In der zweiten Hälfte erlebte das Spiel zunächst einige Dämpfer in Sachen Qualität, wozu sicherlich auch die vielen Unterbrechungen aufgrund verletzter Gästespieler beitrugen. Auch wurden viele Pässe ungenauer, was so gut wie jeden Spielfluss aus der Partie nahm. Trotzdem steigerte sich Lautstärke und Mitmachquote bei den Heimfans, die ihre Mannschaft spürbar nach vorne trugen.
In dieser durch die Fans ausgelösten Drangphase fiel auch tatsächlich das Spielentscheidende 1:0 für Yuen Long durch einen Nachschuss. Lauter Jubel auf der Tribüne, danach mitunter ganz ordentliche Atmosphäre. Die Hausherren zeigten sich vom Treffer beflügelt und spielten stark auf, was die Partie nun wieder um einiges besser machte. Ein weiterer guter Angriff konnte von einem Verteidiger der Gäste erst in letzter Sekunde auf der Linie klären, was wohl die absolute Entscheidung des Spiels gewesen wäre.
Doch auch so reichte es für die Orangenen zum Heimsieg, der von den Fans laut bejubelt wurde. Nach dem Spiel feierte die Mannschaft mit ihren Anhängern den Sprung an die Tabellenspitze, während wir uns langsam in Richtung Ausgang bewegten. Als wieder Stille ins Stadion einkehrte, verließen wir die Anlage und liefen in Richtung Stadtzentrum von Yuen Long.
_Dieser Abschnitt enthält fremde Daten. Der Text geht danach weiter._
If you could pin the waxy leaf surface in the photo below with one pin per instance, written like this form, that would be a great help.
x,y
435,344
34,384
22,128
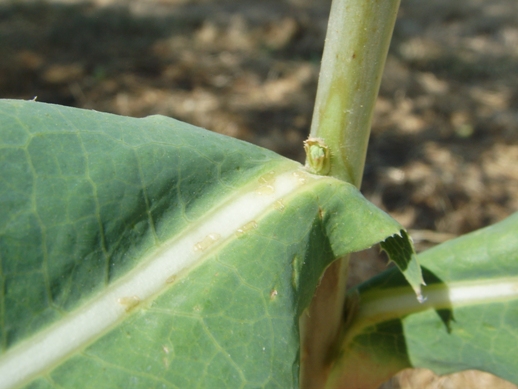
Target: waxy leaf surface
x,y
149,253
469,319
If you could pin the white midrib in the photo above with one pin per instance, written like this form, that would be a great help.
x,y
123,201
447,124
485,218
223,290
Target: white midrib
x,y
237,215
377,308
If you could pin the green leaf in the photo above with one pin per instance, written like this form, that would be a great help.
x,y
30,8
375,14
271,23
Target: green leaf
x,y
152,253
400,250
469,319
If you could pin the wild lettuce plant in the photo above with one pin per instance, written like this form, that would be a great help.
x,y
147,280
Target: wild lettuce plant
x,y
149,253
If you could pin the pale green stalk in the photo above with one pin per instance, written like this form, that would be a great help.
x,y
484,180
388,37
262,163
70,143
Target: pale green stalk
x,y
357,42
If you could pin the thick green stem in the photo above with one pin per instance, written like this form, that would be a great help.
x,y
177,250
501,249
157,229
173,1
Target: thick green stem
x,y
358,37
357,42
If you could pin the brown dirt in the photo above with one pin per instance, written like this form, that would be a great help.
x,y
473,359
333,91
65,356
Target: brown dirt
x,y
444,145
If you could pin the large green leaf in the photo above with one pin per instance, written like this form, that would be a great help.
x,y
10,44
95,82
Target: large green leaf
x,y
150,253
469,320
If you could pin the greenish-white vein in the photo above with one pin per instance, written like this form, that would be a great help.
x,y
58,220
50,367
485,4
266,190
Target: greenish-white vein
x,y
48,348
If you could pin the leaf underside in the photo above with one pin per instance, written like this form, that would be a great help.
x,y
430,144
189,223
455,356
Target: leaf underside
x,y
91,200
468,321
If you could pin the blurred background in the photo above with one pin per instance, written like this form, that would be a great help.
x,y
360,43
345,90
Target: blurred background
x,y
443,153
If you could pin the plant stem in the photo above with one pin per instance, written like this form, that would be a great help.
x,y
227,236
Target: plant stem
x,y
356,47
357,41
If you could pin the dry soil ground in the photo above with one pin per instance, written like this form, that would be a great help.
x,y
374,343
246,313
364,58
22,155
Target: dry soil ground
x,y
444,145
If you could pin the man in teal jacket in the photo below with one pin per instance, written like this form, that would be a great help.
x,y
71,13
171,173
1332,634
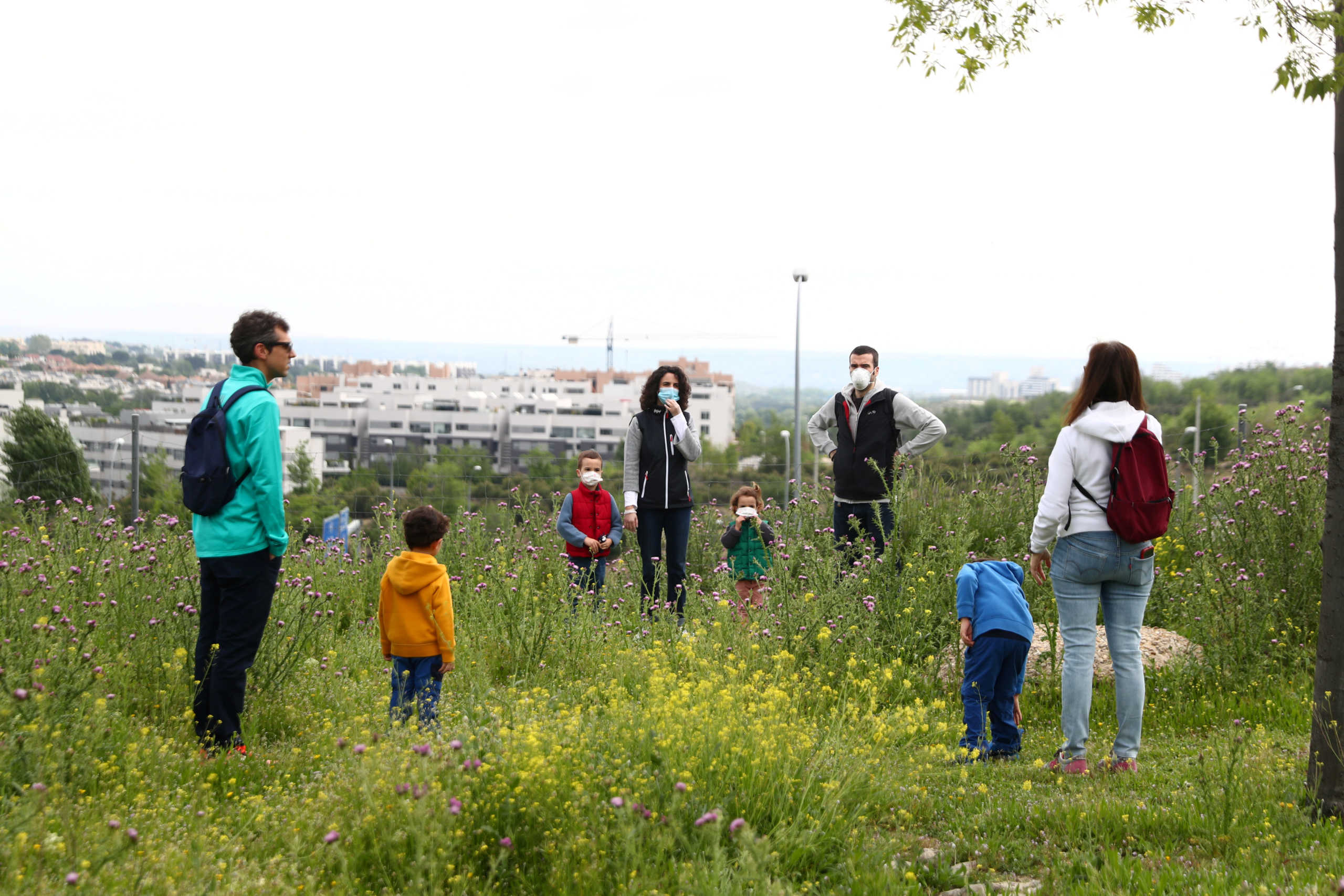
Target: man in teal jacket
x,y
239,549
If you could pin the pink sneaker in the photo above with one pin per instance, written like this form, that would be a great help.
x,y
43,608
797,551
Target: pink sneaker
x,y
1070,766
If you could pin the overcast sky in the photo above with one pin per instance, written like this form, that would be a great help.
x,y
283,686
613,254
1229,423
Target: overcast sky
x,y
507,172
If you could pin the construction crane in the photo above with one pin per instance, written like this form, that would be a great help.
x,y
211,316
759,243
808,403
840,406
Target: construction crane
x,y
611,342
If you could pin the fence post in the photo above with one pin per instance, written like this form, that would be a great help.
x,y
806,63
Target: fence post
x,y
135,468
Vorbei an einigen Kanälen, die anscheinend für manch regenreiche Tage errichtet wurden, erreichte man die kleinen lokalen Märkte und Einkaufsstraßen. Mit dem Ziel einen Happen zu Essen kehrte man in das erstbeste lokale Restaurant ein, wo man sich einen kalten Kaffee sowie ein traditionelles „Hong Kong French Toast“ einverleibte, welches ich an dieser Stelle einfach nur jedem empfehlen kann.
Danach schlenderte man noch ein wenig durch die Straßen, bevor man beschloss, in Richtung Metro aufzubrechen. Erst dann merkte man, wie weit das Stadion eigentlich von der nächsten Station entfernt liegt. Fast eine Stunde irrte man durch die Stadt, ehe man die Gleise der MTR erblickte und selbigen bis zur nächsten Station folgte. Somit sollte man eigentlich immer auf den Bus zurückgreifen, wenn man zu den Lauffaulen gehört oder, wie wir an diesem Tag, eher ortsunkundig ist.
Mit einem Sitz unterm Hintern verstrich die Fahrt in der Bahn sehr schnell. Bei gutem Wetter, wie es an diesem Tag vorherrschte, kann man übrigens nicht nur das Land und kleine Ortschaften von den vielen Brücken aus bewundern, sondern auch auf der anderen Seite der Küste Shenzen, die Grenzstadt auf chinesischer Seite, erblicken.
Eine halbe Stunde und einige Tunnel später, erreichte man wieder die Innenstadt, wo man den Rest des Abends verbrachte.